Study Rationale: Disruption of lysosomal glucosylceramide (GluCer) homeostasis is a key risk factor in Parkinson’s disease. ATP10B, a lysosomal GluCer exporter, has been linked to Parkinson’s through loss-of-function mutations or reduced expression. Enhancing ATP10B activity may offer a novel therapeutic strategy by restoring lysosomal lipid balance.
Hypothesis: We hypothesize that small molecule activators of ATP10B can restore lysosomal GluCer homeostasis, and that an AI-driven drug discovery approach will significantly accelerate the identification of such compounds.

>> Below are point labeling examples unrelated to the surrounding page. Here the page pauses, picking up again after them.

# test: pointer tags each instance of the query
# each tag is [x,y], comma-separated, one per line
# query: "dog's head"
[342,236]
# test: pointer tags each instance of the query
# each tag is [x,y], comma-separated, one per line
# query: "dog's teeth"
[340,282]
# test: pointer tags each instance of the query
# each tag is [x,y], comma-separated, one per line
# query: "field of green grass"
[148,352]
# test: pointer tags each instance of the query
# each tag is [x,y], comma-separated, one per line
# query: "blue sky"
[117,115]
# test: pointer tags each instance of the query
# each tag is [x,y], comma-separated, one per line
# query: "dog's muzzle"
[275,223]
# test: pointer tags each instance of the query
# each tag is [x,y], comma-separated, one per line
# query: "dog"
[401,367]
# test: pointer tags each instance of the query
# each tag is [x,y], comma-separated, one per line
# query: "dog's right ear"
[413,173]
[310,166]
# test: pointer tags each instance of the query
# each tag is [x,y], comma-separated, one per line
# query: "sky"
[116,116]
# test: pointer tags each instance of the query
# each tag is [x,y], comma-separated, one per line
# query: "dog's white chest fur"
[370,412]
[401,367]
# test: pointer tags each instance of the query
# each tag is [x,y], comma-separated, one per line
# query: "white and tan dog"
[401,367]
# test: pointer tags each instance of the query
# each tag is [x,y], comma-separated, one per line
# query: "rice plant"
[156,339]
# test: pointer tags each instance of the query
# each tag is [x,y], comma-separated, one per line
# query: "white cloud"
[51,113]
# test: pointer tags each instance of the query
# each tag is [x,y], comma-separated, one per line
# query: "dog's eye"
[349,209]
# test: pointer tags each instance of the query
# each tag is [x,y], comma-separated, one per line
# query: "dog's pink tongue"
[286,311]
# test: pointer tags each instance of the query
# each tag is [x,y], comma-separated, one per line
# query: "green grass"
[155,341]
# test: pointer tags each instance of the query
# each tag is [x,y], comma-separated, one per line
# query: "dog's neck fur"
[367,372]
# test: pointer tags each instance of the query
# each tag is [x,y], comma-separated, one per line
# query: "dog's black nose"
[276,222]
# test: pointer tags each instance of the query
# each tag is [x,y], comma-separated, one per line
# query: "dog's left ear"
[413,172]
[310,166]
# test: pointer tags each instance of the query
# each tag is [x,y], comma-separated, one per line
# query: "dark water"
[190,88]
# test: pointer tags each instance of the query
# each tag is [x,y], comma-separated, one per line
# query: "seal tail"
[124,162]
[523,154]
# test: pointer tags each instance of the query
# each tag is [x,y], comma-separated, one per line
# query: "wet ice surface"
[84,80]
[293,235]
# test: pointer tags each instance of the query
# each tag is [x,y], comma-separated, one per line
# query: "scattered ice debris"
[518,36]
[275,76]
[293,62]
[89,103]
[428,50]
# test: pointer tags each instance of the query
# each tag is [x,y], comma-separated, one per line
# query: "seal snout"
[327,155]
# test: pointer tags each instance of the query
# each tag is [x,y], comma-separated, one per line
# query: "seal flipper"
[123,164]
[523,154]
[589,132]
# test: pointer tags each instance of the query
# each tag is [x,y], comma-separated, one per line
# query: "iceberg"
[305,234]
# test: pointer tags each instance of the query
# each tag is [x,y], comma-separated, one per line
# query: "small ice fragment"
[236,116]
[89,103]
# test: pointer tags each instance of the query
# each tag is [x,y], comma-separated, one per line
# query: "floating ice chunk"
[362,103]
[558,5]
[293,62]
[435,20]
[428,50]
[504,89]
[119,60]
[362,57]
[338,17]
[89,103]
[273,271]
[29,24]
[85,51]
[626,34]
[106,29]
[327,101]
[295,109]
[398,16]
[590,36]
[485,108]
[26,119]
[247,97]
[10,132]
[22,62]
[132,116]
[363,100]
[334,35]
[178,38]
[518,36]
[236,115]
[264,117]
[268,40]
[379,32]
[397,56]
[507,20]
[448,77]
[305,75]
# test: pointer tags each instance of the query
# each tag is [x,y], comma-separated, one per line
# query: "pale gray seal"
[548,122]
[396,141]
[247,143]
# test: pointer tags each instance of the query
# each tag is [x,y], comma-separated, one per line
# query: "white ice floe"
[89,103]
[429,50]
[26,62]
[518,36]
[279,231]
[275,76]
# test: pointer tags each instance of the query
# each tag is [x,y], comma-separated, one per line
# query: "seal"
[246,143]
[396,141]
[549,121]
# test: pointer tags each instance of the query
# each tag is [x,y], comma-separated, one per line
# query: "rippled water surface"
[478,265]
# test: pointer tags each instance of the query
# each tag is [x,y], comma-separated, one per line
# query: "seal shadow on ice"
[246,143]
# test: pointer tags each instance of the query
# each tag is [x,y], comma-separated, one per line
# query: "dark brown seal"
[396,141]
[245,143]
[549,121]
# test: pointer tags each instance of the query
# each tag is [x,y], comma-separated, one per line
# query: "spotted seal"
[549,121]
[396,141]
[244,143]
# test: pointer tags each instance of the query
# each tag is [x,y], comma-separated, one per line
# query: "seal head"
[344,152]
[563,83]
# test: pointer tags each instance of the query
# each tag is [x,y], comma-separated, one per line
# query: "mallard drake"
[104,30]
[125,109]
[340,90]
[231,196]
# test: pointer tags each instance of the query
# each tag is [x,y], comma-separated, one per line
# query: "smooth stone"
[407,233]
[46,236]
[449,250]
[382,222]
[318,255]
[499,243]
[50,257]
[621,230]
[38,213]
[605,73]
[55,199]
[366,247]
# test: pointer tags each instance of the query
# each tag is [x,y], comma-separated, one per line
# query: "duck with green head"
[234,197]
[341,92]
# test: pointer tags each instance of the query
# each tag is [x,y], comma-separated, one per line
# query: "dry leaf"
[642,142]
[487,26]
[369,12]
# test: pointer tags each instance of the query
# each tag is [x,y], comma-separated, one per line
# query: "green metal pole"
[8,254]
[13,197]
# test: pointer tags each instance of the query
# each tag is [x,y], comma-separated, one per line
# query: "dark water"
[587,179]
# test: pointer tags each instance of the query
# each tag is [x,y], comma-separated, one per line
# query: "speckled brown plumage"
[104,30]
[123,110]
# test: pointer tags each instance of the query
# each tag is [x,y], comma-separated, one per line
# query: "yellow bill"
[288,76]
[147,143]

Study Design: We will collaborate with SandboxAQ to apply AI-based methods for optimizing the production of purified, active ATP10B protein. In parallel, we will use a related transporter, ATP13A2, to develop and validate the AI screening platform to ultimately identify ATP10B agonists. The project will conclude with a wet-lab validation screen to confirm activity on ATP10B.
Impact on Diagnosis/Treatment of Parkinson’s disease: If successful, this project could lead to the development of disease-modifying therapies for Parkinson’s by restoring lysosomal GluCer balance in certain subsets of patients, including GBA1 mutation carriers.
Next Steps for Development: Validated ATP10B activators will be advanced into lead optimization and preclinical development with the goal of progressing toward clinical trials.